SIRRI SAKIK (Devamla) - 7 Şubat 2008'de, sizin eski genel başkanınız ne diyordu biliyor musunuz? "Ya Kurtuluş Savaşı yaparsınız, Anayasa'yı değiştirirsiniz ya da ihtilal yaparsınız idamı göze alırsınız, Anayasa'yı değiştirirsiniz." Bu Parlamentoyu militarizmle tehdit ediyordu. O dönem yargıyı da, tankı da, topu da, silahı da arkasına alarak Parlamentoyu tehdit ediyordu. Vallahi biz bakın, bize ne yargıdan ne Parlamentodan ne tankınızdan ne topunuzdan korkmuyoruz. Biz, Türkçeyi de iyi biliyoruz, Türkçe de konuşuyoruz ama Kürtçeyi özgürleştirmek adına 10 bin mahkûm bugün eğer ana dilde savunma istiyorsa ana dilini özgürleştirmek için bunları yapıyor.
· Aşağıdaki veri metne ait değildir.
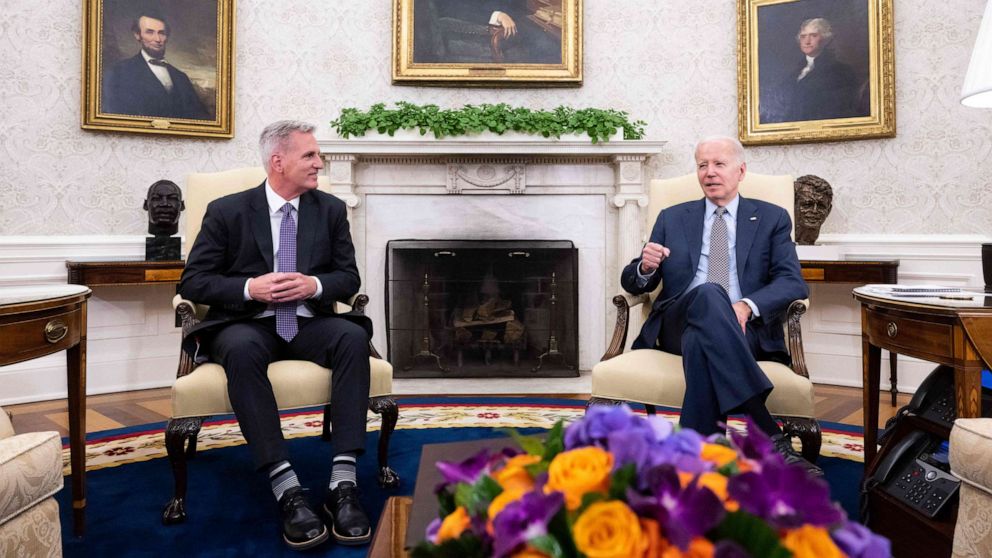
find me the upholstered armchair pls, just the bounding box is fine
[161,168,399,526]
[589,172,821,461]
[0,407,63,557]
[950,418,992,557]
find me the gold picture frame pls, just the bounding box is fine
[737,0,894,145]
[81,0,235,138]
[392,0,582,87]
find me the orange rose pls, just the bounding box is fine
[572,501,649,558]
[700,443,738,468]
[694,472,738,512]
[435,506,470,543]
[512,546,551,558]
[545,446,613,510]
[640,517,666,558]
[495,454,541,491]
[782,525,845,558]
[660,537,715,558]
[487,487,527,533]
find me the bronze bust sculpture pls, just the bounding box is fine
[794,175,833,246]
[143,179,184,260]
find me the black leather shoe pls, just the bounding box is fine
[323,482,371,545]
[771,434,824,477]
[279,487,329,550]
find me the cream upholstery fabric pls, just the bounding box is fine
[172,358,394,418]
[593,172,815,423]
[0,406,63,557]
[592,349,814,419]
[951,418,992,558]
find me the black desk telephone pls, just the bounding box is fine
[883,365,956,441]
[867,431,960,518]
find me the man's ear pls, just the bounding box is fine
[143,199,149,210]
[738,161,747,182]
[179,200,186,211]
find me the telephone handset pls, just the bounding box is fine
[882,366,956,445]
[866,430,959,519]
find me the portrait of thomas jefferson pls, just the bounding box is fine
[412,0,562,64]
[757,1,871,124]
[100,1,217,120]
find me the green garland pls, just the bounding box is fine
[330,102,646,143]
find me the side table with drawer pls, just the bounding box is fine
[0,285,91,536]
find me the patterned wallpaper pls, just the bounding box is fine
[1,0,991,236]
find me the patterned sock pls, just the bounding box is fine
[329,453,358,491]
[267,460,300,502]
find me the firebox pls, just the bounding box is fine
[386,240,578,378]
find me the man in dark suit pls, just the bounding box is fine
[179,121,371,550]
[102,13,210,120]
[620,136,820,475]
[763,17,865,123]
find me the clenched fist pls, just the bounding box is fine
[639,242,671,274]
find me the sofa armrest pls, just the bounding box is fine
[0,431,64,525]
[0,408,13,440]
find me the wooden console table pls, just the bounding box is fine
[853,287,992,466]
[803,259,902,404]
[66,259,184,287]
[0,285,91,536]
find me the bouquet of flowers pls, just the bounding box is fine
[413,404,890,558]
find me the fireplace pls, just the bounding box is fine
[386,240,579,378]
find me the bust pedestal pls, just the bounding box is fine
[146,236,180,261]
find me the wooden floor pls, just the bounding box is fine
[4,384,910,437]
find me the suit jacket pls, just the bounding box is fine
[783,49,860,122]
[621,196,808,357]
[102,53,210,120]
[178,183,371,357]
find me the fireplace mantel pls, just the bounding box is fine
[317,136,666,370]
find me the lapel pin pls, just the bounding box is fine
[749,216,758,221]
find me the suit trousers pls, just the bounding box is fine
[211,315,371,470]
[657,283,774,435]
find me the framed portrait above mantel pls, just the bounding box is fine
[737,0,895,145]
[81,0,235,138]
[392,0,582,87]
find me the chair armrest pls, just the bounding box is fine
[785,299,810,379]
[601,292,651,361]
[0,407,14,439]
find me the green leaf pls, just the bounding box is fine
[608,463,637,500]
[496,427,546,456]
[542,420,565,463]
[710,510,794,558]
[529,534,566,558]
[454,475,503,516]
[410,531,488,558]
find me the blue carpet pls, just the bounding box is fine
[57,398,863,557]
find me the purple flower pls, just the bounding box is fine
[566,404,644,449]
[436,449,498,487]
[831,521,892,557]
[491,490,564,558]
[728,418,777,464]
[627,465,725,550]
[425,517,441,542]
[728,459,843,529]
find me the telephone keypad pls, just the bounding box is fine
[918,391,956,429]
[887,461,959,518]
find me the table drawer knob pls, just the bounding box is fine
[44,319,68,343]
[886,322,898,338]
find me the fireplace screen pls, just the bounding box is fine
[386,240,578,378]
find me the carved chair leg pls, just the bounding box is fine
[780,417,822,464]
[321,404,332,441]
[369,396,400,488]
[586,397,626,410]
[162,417,204,525]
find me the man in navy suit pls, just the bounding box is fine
[180,121,371,549]
[102,13,210,120]
[620,136,820,474]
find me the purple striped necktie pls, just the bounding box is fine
[275,203,298,342]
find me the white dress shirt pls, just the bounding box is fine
[141,49,174,92]
[242,181,323,317]
[636,194,760,317]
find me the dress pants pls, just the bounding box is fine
[211,315,371,470]
[657,283,774,435]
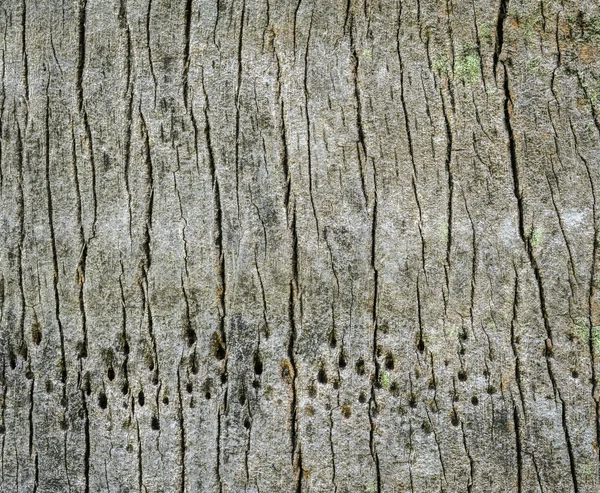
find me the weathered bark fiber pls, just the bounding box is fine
[1,0,600,491]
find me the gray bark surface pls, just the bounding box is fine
[1,0,600,491]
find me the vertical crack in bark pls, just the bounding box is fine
[174,161,190,280]
[62,430,71,490]
[462,192,477,337]
[146,0,157,104]
[328,406,337,493]
[460,421,474,493]
[81,387,90,493]
[368,158,381,493]
[407,422,415,492]
[510,270,527,419]
[216,406,223,492]
[82,110,98,238]
[324,229,340,296]
[493,0,509,78]
[189,107,200,174]
[292,0,302,56]
[396,6,425,275]
[0,278,3,334]
[288,203,302,491]
[242,384,253,488]
[371,167,378,367]
[234,0,246,221]
[139,109,159,385]
[513,404,523,493]
[119,0,133,240]
[440,92,454,302]
[118,259,130,395]
[183,0,192,110]
[154,382,162,449]
[349,16,368,208]
[76,0,86,112]
[503,63,578,493]
[43,89,67,379]
[15,122,26,349]
[416,275,424,352]
[0,362,5,483]
[444,0,456,97]
[275,53,291,217]
[176,365,186,492]
[550,12,561,107]
[0,37,5,193]
[470,0,487,93]
[560,396,579,493]
[76,0,98,244]
[135,418,144,492]
[71,123,89,360]
[303,10,319,236]
[20,0,28,105]
[32,450,38,493]
[28,369,34,456]
[201,72,227,359]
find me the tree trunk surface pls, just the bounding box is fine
[1,0,600,491]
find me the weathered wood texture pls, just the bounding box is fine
[1,0,600,491]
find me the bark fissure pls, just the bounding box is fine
[288,204,302,492]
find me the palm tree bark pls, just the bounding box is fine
[1,0,600,491]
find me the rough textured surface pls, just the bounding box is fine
[1,0,600,491]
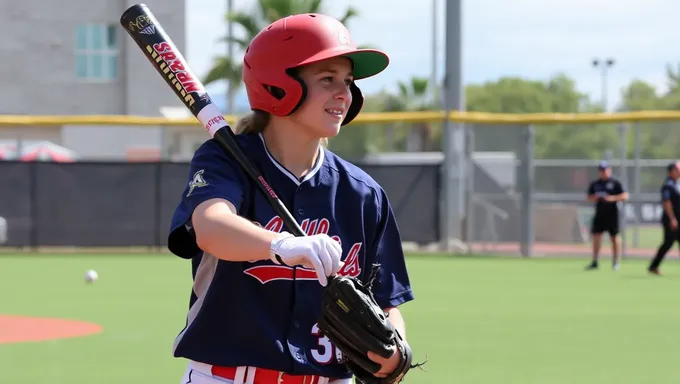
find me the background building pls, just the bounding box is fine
[0,0,193,161]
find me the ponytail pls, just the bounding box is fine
[233,109,329,147]
[234,110,270,135]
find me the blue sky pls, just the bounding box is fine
[184,0,679,112]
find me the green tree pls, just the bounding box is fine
[328,77,439,157]
[203,0,359,112]
[665,63,680,93]
[395,76,439,151]
[620,79,662,111]
[340,61,680,167]
[617,79,667,158]
[623,78,680,165]
[466,77,556,114]
[462,74,617,160]
[616,78,679,191]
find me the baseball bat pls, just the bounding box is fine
[120,3,306,238]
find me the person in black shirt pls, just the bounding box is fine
[585,161,628,270]
[648,161,680,275]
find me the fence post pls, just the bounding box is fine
[618,123,628,259]
[633,122,641,248]
[464,126,475,252]
[386,124,394,152]
[520,124,535,257]
[154,162,163,249]
[29,162,37,251]
[439,0,464,252]
[439,121,466,252]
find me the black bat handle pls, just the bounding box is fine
[120,3,307,238]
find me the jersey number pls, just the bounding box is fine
[310,323,343,365]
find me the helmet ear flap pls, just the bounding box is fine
[342,82,363,125]
[283,69,308,116]
[257,70,307,116]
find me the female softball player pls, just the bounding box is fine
[168,13,414,384]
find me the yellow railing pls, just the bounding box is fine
[1,110,680,126]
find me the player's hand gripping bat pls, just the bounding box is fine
[120,3,306,238]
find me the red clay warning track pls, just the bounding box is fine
[0,315,102,344]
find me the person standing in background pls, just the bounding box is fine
[585,161,629,271]
[648,161,680,276]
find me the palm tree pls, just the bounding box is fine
[666,63,680,92]
[397,77,430,110]
[393,76,439,151]
[203,0,360,113]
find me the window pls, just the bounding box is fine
[75,24,118,81]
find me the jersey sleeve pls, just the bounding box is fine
[366,187,415,309]
[167,139,248,259]
[614,180,625,194]
[587,182,595,195]
[662,184,672,202]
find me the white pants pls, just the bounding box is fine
[180,360,353,384]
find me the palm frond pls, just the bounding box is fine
[227,11,262,40]
[203,56,243,86]
[338,6,359,25]
[219,36,250,50]
[411,77,430,96]
[397,82,409,99]
[308,0,323,13]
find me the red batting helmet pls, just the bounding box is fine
[242,13,389,125]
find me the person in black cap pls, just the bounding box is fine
[585,161,628,270]
[648,161,680,275]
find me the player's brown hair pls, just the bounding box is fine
[234,110,329,147]
[234,110,270,135]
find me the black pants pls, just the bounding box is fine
[649,223,680,270]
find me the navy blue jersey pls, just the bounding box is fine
[587,177,624,216]
[167,133,414,379]
[660,177,680,223]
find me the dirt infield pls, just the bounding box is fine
[0,315,102,344]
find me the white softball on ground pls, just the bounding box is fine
[84,269,99,283]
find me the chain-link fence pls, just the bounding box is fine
[332,119,680,257]
[462,121,678,257]
[1,115,679,257]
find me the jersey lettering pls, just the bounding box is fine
[244,216,362,283]
[243,244,362,284]
[337,242,361,278]
[263,216,284,233]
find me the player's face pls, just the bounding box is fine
[671,162,680,180]
[292,57,354,138]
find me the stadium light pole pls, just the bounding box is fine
[440,0,464,252]
[431,0,438,103]
[592,58,615,112]
[594,58,625,257]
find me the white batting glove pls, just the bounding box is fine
[269,232,343,286]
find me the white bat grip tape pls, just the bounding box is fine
[197,103,231,138]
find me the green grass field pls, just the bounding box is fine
[614,225,664,249]
[1,253,679,383]
[553,224,666,250]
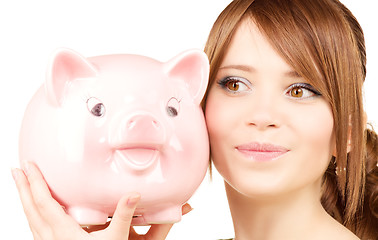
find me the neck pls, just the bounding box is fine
[226,180,330,240]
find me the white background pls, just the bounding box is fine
[0,1,376,239]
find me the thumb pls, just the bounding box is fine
[106,193,141,240]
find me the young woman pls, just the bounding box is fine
[203,0,377,239]
[12,0,377,239]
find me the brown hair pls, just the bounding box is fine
[202,0,378,238]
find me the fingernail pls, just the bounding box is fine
[11,168,19,182]
[127,193,140,208]
[22,162,32,176]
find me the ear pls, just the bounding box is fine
[165,50,209,105]
[46,48,98,107]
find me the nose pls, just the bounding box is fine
[246,95,280,130]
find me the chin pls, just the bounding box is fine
[219,164,286,198]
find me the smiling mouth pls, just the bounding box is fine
[236,150,287,162]
[115,147,159,171]
[236,142,289,162]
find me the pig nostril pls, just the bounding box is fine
[153,120,162,129]
[126,118,160,130]
[127,120,136,129]
[126,115,162,132]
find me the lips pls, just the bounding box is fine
[236,142,289,162]
[115,146,160,171]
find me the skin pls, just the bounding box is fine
[12,162,192,240]
[204,20,359,240]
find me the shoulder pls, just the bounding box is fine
[316,214,360,240]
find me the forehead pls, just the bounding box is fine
[221,19,294,73]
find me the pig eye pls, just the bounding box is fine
[166,97,180,117]
[87,97,105,117]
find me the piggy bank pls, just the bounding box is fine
[19,48,209,226]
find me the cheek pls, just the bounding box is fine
[292,102,335,163]
[309,107,333,148]
[205,91,227,140]
[205,90,241,144]
[205,90,235,177]
[205,90,237,166]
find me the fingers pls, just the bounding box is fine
[12,167,49,239]
[12,163,84,239]
[22,162,68,225]
[106,193,141,240]
[144,223,173,240]
[13,162,194,240]
[83,221,110,233]
[182,203,193,216]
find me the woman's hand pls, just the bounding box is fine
[12,162,192,240]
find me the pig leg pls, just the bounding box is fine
[67,206,109,226]
[142,205,182,224]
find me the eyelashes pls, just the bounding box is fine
[217,76,322,99]
[217,76,252,93]
[286,83,322,99]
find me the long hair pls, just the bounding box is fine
[202,0,377,238]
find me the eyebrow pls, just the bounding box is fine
[219,64,303,78]
[284,70,302,78]
[218,64,256,72]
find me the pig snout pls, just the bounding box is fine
[111,113,167,172]
[125,114,165,147]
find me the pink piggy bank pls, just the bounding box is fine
[19,48,209,226]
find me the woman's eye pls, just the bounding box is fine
[218,77,251,93]
[289,86,306,98]
[226,80,241,91]
[286,83,321,99]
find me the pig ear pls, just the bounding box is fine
[165,50,209,104]
[46,48,97,106]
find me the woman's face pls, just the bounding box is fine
[205,20,335,198]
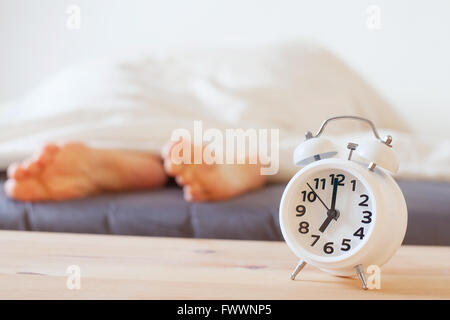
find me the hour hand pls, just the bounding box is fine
[319,210,338,233]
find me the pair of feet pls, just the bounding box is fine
[4,142,266,202]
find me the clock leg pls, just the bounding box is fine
[354,264,368,290]
[290,260,307,280]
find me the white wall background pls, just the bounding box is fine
[1,0,449,136]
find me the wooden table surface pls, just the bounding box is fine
[0,230,448,299]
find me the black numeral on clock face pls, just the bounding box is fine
[330,174,345,186]
[323,242,334,254]
[340,238,351,251]
[310,234,320,246]
[314,178,326,190]
[294,172,372,256]
[296,205,306,217]
[361,211,372,223]
[353,227,365,240]
[359,194,369,206]
[298,221,309,234]
[301,190,317,202]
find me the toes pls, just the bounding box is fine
[42,143,60,154]
[7,158,45,180]
[4,178,49,202]
[183,183,208,202]
[7,163,27,179]
[35,143,60,165]
[22,159,43,176]
[164,157,183,176]
[162,138,193,176]
[174,169,194,185]
[7,144,61,180]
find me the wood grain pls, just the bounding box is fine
[0,230,448,299]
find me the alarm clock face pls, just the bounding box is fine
[283,167,375,260]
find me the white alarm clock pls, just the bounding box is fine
[279,116,408,289]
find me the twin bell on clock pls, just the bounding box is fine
[279,115,408,290]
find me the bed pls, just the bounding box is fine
[1,43,449,246]
[1,172,448,246]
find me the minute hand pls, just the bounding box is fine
[318,178,340,233]
[330,177,339,213]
(Mikrofon otomatik cihaz tarafından kapatıldı)

SIRRI SAKIK (Devamla) - Yoksa, biz Türkçeyi sizden daha iyi biliyoruz, Türkçeye bir itirazımız da yok; bütün itirazımız faşizme karşıdır, ırkçılığa karşıdır. Vallahi buradan yürüyen birçok şahsiyeti görüyorum, her tarafından ırkçılık ve faşizm akıyor. (BDP sıralarından alkışlar)

BAŞKAN - Teşekkür ediyorum.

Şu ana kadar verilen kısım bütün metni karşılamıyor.